デバイスから 18.41M (19300352 bytes) の割り当てに失敗しました。CUDA_ERROR_OUT_OF_MEMORY

2022-02-12 18:35:53

tensorflow training はデバイスから 18.41M (19300352 bytes) を割り当てることに失敗しました。cuda_error_out_of_memory

ubuntu 16.04 に tensorflow-gpu version 1.6.0 をインストールして、jupyter notebook で学習させると failed to allocate 18.41M (19300352 bytes) from device: CUDA_ERROR_OUT_OF_MEMORY ネットでいろいろ調べてみると、GPUリソースの一部が以前のプログラムに取られていて、利用可能なリソースが18.41Mしかないことが判明しました。

通常、私たちは nvidia-smi を使ってGPUの使用状況を確認し、次に sudo kill 'ID' を実行して、GPU を占有するプロセスをシャットダウンします。 CUDA_ERROR_OUT_OF_MEMORY を実行すると、次のコマンドを使用できます。

sudo fuser -v /dev/nvidia* #Find the PID of the GPU resource being used
 sudo kill -9 ***(PID) # Unhog the video memory based on the corresponding PID

sudo fuser -v /dev/nvidia* #Find the PID of the GPU resource being used

の後に実行します。

gpu_options = tf.GPUOptions(per_process_gpu_memory_fraction=0.9)#0.9 means that 90% of the GPU resources can be used for training, which can be changed arbitrarily

sess = tf.Session(config=tf.ConfigProto(gpu_options=gpu_options))

完全に完全にオフになるまでオフになっているかどうか確認し、その後、普通にトレーニングにGPUを使用できるようにします。
トレーニングに使用するGPUリソースの量を設定するには、次のコマンドを使用します。

gpu_options = tf.GPUOptions(per_process_gpu_memory_fraction=0.9)#0.9 means that 90% of the GPU resources can be used for training, which can be changed arbitrarily

sess = tf.Session(config=tf.ConfigProto(gpu_options=gpu_options))

デバイスから 18.41M (19300352 bytes) の割り当てに失敗しました。CUDA_ERROR_OUT_OF_MEMORY

tensorflow training はデバイスから 18.41M (19300352 bytes) を割り当てることに失敗しました。cuda_error_out_of_memory

関連

[解決済み】モジュール 'tensorflow'に属性 'contrib' がない。

[解決済み] ModuleNotFoundError: tensorboard' という名前のモジュールはありません。

[解決済み] Tensorflowにおけるglobal_stepの意味とは？

[解決済み] tf.int64をtf.float32に変換する方法は？

AttributeError: 'list' オブジェクトには 'value' という属性がありません。

AttributeError: モジュール 'tensorflow' には 'placeholder' という属性がありません。

[Untitled] AttributeError: module 'tensorflow' has no attribute 'placeholder' error resolved.

Tensorflowシリーズ：tf.contrib.layers.batch_norm

pycharm using TensorFlow, keras error: modulenotfounderror: no module named tensorflow

tf.convert_to_tensorを使用したときの値のエラーの解決方法

最新

nginxです。
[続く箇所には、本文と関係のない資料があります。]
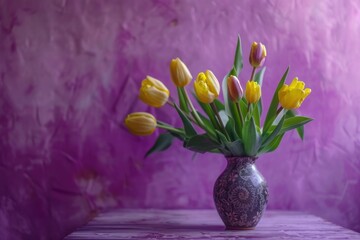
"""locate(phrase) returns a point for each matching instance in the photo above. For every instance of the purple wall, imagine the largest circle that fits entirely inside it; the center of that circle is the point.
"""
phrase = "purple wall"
(70, 72)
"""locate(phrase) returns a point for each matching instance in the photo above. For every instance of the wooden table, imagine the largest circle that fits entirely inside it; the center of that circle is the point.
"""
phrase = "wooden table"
(206, 224)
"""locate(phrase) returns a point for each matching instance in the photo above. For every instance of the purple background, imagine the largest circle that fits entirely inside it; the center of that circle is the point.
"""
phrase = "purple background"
(70, 72)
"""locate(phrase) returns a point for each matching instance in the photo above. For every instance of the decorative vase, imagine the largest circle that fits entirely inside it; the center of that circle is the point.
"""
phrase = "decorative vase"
(240, 194)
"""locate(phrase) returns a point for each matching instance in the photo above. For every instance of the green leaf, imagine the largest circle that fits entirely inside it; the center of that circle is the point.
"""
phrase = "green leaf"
(162, 143)
(300, 130)
(221, 137)
(273, 144)
(219, 105)
(294, 122)
(230, 129)
(176, 132)
(271, 115)
(189, 129)
(273, 134)
(207, 109)
(238, 60)
(256, 115)
(250, 137)
(201, 143)
(182, 100)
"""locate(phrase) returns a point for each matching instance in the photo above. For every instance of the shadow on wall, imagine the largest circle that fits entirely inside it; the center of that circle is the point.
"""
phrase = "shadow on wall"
(70, 72)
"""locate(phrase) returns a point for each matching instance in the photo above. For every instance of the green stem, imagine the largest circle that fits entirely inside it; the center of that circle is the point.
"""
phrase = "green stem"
(252, 74)
(193, 111)
(213, 106)
(240, 113)
(211, 132)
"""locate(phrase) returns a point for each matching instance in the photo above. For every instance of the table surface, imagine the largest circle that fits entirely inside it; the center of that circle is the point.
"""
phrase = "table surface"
(205, 224)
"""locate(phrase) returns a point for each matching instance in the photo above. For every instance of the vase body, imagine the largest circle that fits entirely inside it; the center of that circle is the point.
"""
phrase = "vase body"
(240, 194)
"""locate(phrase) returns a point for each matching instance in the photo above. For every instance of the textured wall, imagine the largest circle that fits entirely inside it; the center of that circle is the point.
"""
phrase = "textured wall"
(69, 74)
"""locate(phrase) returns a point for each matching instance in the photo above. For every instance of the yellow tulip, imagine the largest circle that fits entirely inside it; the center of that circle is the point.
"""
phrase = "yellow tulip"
(141, 123)
(207, 87)
(153, 92)
(180, 74)
(257, 54)
(234, 88)
(252, 92)
(291, 97)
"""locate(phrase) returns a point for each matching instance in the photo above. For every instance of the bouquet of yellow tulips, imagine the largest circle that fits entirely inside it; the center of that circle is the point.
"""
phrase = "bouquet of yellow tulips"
(231, 128)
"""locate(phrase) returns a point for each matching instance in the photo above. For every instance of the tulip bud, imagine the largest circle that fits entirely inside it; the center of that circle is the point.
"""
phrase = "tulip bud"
(252, 92)
(291, 97)
(153, 92)
(141, 123)
(234, 88)
(257, 54)
(180, 74)
(207, 87)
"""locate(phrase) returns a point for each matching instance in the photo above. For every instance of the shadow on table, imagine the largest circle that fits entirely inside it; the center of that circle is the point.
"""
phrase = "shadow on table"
(137, 227)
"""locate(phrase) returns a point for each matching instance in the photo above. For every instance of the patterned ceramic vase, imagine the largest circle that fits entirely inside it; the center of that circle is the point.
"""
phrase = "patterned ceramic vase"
(240, 194)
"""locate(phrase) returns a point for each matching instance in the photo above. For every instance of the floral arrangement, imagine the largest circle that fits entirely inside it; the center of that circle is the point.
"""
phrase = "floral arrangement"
(232, 128)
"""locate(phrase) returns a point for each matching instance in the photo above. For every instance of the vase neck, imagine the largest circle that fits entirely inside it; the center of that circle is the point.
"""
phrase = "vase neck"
(240, 160)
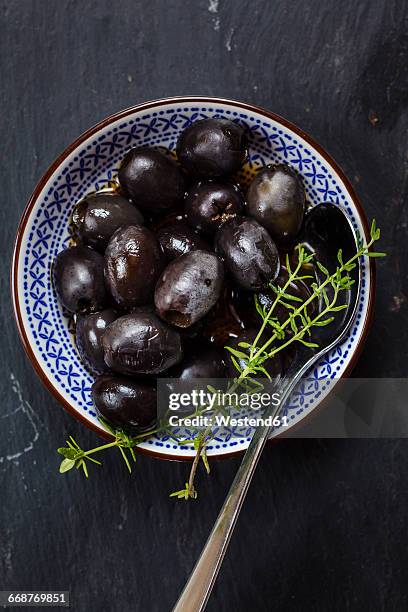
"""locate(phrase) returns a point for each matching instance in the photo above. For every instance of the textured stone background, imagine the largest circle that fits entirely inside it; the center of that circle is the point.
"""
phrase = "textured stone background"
(325, 523)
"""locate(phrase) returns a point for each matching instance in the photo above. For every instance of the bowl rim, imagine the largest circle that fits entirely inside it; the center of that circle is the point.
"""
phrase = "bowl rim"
(121, 115)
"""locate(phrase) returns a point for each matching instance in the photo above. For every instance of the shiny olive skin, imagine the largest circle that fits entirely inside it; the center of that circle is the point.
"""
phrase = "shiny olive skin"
(89, 331)
(243, 302)
(189, 287)
(98, 216)
(212, 147)
(178, 239)
(125, 403)
(248, 252)
(276, 198)
(210, 203)
(208, 363)
(140, 343)
(222, 322)
(79, 280)
(151, 179)
(273, 366)
(133, 263)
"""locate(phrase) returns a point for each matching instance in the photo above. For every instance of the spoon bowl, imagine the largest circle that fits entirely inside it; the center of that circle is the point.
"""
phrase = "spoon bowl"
(323, 225)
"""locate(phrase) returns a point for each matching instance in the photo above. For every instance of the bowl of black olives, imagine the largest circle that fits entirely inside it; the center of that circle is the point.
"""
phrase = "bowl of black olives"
(143, 247)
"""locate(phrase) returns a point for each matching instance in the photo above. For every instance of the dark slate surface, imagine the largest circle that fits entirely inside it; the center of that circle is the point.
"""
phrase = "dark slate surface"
(325, 523)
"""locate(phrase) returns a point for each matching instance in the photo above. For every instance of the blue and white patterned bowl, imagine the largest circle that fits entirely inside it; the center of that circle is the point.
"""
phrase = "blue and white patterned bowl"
(90, 163)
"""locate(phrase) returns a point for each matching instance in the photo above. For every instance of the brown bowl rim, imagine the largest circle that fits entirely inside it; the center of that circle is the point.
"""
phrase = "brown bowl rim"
(121, 115)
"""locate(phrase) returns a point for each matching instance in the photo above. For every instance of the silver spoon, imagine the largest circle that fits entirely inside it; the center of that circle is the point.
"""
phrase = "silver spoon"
(327, 229)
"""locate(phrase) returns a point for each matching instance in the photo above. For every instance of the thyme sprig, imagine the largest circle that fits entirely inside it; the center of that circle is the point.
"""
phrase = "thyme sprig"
(297, 327)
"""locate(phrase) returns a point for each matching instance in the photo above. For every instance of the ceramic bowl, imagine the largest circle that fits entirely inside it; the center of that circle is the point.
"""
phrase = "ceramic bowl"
(91, 162)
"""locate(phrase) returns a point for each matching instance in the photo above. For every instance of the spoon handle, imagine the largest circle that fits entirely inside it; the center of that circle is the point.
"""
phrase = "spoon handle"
(198, 588)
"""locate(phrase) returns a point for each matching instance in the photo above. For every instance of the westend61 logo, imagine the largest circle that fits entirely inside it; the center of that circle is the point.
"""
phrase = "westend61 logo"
(199, 408)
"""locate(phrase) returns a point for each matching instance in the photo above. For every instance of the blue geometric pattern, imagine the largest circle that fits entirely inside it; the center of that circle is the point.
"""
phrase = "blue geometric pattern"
(92, 166)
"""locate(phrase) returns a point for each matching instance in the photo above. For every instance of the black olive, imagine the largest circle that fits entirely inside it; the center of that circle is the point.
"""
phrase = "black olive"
(276, 198)
(209, 203)
(89, 331)
(222, 322)
(249, 253)
(209, 363)
(273, 365)
(133, 262)
(140, 343)
(125, 403)
(151, 179)
(78, 279)
(178, 239)
(98, 216)
(244, 306)
(189, 287)
(212, 147)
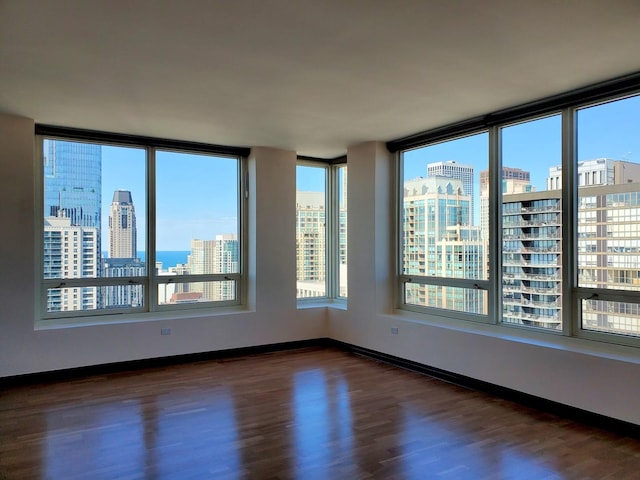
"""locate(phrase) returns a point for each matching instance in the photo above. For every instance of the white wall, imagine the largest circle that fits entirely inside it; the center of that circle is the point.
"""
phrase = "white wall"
(271, 317)
(593, 376)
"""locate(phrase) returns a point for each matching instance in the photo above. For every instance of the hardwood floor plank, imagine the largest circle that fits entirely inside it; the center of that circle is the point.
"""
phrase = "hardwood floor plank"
(313, 413)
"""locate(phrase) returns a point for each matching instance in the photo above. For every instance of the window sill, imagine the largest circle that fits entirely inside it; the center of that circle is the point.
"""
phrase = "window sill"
(553, 340)
(116, 319)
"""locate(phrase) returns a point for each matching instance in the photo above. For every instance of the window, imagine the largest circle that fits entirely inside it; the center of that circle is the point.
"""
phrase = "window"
(341, 171)
(532, 223)
(311, 231)
(184, 247)
(445, 226)
(564, 211)
(609, 260)
(321, 230)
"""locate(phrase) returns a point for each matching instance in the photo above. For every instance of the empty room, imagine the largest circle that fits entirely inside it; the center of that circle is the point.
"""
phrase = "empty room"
(354, 239)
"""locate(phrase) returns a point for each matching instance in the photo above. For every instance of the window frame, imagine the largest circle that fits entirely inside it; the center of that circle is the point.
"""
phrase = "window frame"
(567, 105)
(151, 281)
(332, 229)
(470, 284)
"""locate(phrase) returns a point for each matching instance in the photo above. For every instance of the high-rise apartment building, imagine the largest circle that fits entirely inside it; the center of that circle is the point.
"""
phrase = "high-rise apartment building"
(439, 241)
(220, 255)
(609, 253)
(123, 296)
(532, 259)
(453, 169)
(608, 248)
(598, 171)
(70, 251)
(122, 226)
(72, 210)
(73, 181)
(123, 261)
(514, 180)
(311, 244)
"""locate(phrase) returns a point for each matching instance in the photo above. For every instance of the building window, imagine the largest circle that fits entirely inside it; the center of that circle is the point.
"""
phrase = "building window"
(445, 226)
(186, 249)
(321, 230)
(609, 260)
(311, 231)
(532, 223)
(564, 211)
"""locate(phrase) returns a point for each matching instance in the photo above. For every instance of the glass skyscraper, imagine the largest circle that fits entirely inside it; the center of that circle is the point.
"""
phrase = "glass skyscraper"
(73, 181)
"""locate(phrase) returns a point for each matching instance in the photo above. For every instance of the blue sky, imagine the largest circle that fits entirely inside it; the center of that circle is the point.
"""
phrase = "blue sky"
(190, 188)
(609, 130)
(192, 193)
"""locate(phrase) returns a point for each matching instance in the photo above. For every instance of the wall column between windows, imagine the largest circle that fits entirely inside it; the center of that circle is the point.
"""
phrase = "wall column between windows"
(370, 197)
(271, 270)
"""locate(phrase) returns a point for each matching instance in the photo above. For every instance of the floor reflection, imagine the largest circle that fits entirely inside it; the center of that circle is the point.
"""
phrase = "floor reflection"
(80, 439)
(322, 426)
(302, 415)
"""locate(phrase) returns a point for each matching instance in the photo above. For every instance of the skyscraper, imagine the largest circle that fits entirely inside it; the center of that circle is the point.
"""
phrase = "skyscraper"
(214, 256)
(70, 251)
(514, 180)
(532, 259)
(452, 169)
(122, 226)
(123, 261)
(72, 195)
(439, 241)
(310, 244)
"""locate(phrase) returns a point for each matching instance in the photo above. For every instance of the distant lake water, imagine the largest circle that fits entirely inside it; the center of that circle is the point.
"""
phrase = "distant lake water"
(169, 258)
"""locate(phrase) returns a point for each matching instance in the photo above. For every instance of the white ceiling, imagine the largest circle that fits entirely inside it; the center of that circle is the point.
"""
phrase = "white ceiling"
(313, 76)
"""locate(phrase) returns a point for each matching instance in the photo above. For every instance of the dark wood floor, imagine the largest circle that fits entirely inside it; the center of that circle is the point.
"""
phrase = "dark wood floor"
(303, 414)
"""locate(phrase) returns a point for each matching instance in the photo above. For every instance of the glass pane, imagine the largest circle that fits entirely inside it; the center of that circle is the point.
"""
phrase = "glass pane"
(94, 298)
(445, 233)
(342, 232)
(611, 317)
(470, 300)
(310, 231)
(94, 218)
(196, 292)
(197, 214)
(609, 210)
(532, 223)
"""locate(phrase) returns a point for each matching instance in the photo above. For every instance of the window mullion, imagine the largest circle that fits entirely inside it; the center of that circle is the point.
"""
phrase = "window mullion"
(570, 311)
(494, 243)
(151, 292)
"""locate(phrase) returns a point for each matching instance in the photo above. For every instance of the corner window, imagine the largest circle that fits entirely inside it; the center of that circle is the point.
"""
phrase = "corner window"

[emerg] 0.0.0.0:80 への bind() に失敗しました (98: アドレスは既に使用中です)

htmlページでギリシャ文字を使うには

ピュアhtml+cssでの要素読み込み効果

純粋なhtml + cssで五輪を実現するサンプルコード

ナビゲーションバー・ドロップダウンメニューのHTML+CSSサンプルコード

タイピング効果を実現するピュアhtml+css

htmlの選択ボックスのプレースホルダー作成に関する質問

html css3 伸縮しない画像表示効果

トップナビゲーションバーメニュー作成用HTML+CSS

html+css 実装サイバーパンク風ボタン

おすすめ

[解決済み】Tensorflow: tf.get_variableはどのように動作するのでしょうか？

[解決済み】Tensorflow: tf.expand_dimsはいつ使う？

[解決済み】Tensorflowは、Path変数が設定された状態でインストールされているにもかかわらず、「cudart64_90.dll」を見つけることができません。

[解決済み】TensorFlowで*.pbファイルを使用する方法とその動作は？

Tensorflow protobufのバージョンエラー対策 (AttributeError: 'module' オブジェクトに 'Default' 属性がない)

[解決済み] tf.train.shuffle_batchはどのように動作するのですか？

[解決済み] ImportError: libcudart.so.8.0: 共有オブジェクト・ファイルを開くことができません。そのようなファイルまたはディレクトリがありません

[解決済み] WSL2- $nvidia-smi コマンドが実行されない

AttributeError: モジュール 'tensorflow' には 'placeholder' という属性がないことを解決する。

Tensorflowの実行エラー。tensorflow.contrib'という名前のモジュールがありません。